Attığın her adımda, o yaptığını niye yapmakta olduğunu düşünmek ve sonuçlarının sana neler getirebileceğini de hesaba katmak zorundasın... Ki, sürekli düşünme melekesi gelişsin...
Aklına estiği gibi, gözlüğünü çıkartıp bir yere bırakıyorsan... Sonra da nerede diye arıyorsan; sonra üstüne oturup kırıyorsan...
Bu, senin tamamıyla güdülerinle yaşadığını; düşünme melekenin gelişmediğini gösterir...
Daha gözlüğü gözünden çıkartırken düşünmeye başlıyorsan, bunu çıkartıp şuraya koyayım... Sonra da şuradan alayım diye... Bu sendeki düşünme melekesinin harekete geçtiğini gösterir; en ilkel hâliyle!..
Yani, bir fiil ortaya çıkmadan evvel, nedenlerini ve sonuçlarının neler olabileceğini düşünemiyorsa birim; o henüz ilkel güdüleriyle yaşamını sürdürüyor, demektir…
Bu da taklitten çıkmak için hayli zor bir pozisyondur!
Bir şeyi, kendinle ilgili yapıyorsun, ama, o şey acaba senin yakın çevreni, arkadaşlarını, anneni-babanı, kardeşlerini veya içinde yaşadığın toplumu nasıl etkiliyor; bunu o işi yapmadan önce düşünemiyorsan; bu senin henüz düşünen insan noktasına ulaşmadığını gösterir!..

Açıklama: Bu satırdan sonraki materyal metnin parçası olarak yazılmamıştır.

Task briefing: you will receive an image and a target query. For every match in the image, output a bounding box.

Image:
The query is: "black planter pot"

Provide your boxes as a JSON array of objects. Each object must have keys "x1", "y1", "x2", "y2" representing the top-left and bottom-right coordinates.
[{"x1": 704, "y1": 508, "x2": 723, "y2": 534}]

Öyle ise “ezberci ve taklitçi yaşam”dan, “her an düşünerek yaşam” boyutuna sıçrama yapmak zorundayız...
Ya da bulunduğumuz düzeyde hâlimizden memnun, devam edip gideceğiz...
Şimdi, “Ölmeyecekmiş gibi dünyaya; yarın ölecekmiş gibi âhirete çalış” sözünü nasıl anlıyoruz acaba?..

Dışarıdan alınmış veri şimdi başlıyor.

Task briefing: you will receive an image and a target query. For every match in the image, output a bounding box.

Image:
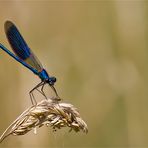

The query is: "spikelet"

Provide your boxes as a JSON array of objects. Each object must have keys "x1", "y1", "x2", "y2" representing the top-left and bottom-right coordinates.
[{"x1": 0, "y1": 100, "x2": 88, "y2": 142}]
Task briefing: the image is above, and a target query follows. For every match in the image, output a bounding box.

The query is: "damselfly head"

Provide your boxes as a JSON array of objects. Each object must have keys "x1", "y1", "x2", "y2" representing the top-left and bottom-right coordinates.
[{"x1": 48, "y1": 77, "x2": 57, "y2": 86}]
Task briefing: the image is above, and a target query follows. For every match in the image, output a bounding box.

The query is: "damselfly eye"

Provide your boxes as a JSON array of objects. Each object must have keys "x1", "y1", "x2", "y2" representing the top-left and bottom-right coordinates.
[{"x1": 49, "y1": 77, "x2": 57, "y2": 85}]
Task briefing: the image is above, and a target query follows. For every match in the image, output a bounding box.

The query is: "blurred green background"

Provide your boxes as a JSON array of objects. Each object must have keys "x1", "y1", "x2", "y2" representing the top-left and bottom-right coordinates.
[{"x1": 0, "y1": 0, "x2": 148, "y2": 148}]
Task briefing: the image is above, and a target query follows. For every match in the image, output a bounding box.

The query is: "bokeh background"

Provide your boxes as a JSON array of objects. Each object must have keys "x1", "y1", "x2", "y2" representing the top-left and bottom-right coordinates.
[{"x1": 0, "y1": 0, "x2": 148, "y2": 148}]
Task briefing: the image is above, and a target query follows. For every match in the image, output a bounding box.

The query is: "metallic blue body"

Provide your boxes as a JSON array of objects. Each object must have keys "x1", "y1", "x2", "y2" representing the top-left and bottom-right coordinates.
[{"x1": 0, "y1": 21, "x2": 56, "y2": 85}]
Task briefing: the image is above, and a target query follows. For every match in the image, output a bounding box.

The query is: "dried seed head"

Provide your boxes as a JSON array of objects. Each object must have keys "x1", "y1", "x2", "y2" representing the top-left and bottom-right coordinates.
[{"x1": 0, "y1": 100, "x2": 88, "y2": 142}]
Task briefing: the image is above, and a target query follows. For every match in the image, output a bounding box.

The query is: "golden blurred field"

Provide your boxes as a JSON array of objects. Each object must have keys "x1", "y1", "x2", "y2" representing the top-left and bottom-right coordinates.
[{"x1": 0, "y1": 0, "x2": 148, "y2": 148}]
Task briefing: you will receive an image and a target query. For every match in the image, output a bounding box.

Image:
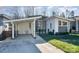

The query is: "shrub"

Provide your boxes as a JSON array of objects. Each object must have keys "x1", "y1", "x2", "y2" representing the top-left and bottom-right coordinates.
[{"x1": 49, "y1": 39, "x2": 79, "y2": 53}]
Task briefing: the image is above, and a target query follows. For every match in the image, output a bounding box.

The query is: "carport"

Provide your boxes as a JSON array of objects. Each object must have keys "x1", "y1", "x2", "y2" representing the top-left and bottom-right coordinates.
[{"x1": 4, "y1": 16, "x2": 41, "y2": 39}]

Herkese soruyorum… Ve herkesten tek tek cevap bekliyorum..?
Cevaplar
− Her şeyin hakkını vererek...
− Bu boyutun hakkını vererek yaşa, öbür boyutun hakkını almak için ibadet et.
− İlgilenilen şeye bütün dikkatiyle yönelerek bir insanın o şeyin tam olarak hakkını vermeye çalışması olarak anlıyoruz.
− Dünyaya çalışıyormuş gibi görünse de aslında yaptıklarımızın sonucunun neleri etkilediğini fark edebilmek.
− Dünya için çalışmaktan anladığım, her anını değerlendirerek âhiret yaşantısına hazırlanmak.
− Tanrı yokmuş gibi düşün! Varmış gibi yaşa!.. anlamında olarak algılıyorum...
− Bedensel boyutun ve düşünsel boyutun hakkını vererek yaşamak...
− Ölüm ötesi yaşama geçmek, “ölmek” demek olmadığına göre; devamlı surette Dünya’da yaşarken, âhiretimiz için bilincimizi arıtma yolunda çalışmamız gerektiğini ve yaşadığımız bu boyutun da hakkını vermek gerektiğini düşünüyorum...
− İçinde yaşamış olduğun boyutun hakkını, kendinin sistem içindeki yerini anlamaya çalışarak vermek.
− Dünyasını terk eden Dünya’da rezil, âhiretini terk eden âhirette rezil olmaya mahkûmdur.
− Her iki yaşamın da hak olduğunu bilerek çalış...
− Dünya işlerini boşverirsek âhirete de gerektiği gibi hazırlanamayız. Bu yüzden Dünya’ya çalışmalıyız ama bunun dışında yaşadığımız “Sistem”i çok iyi kavramalıyız.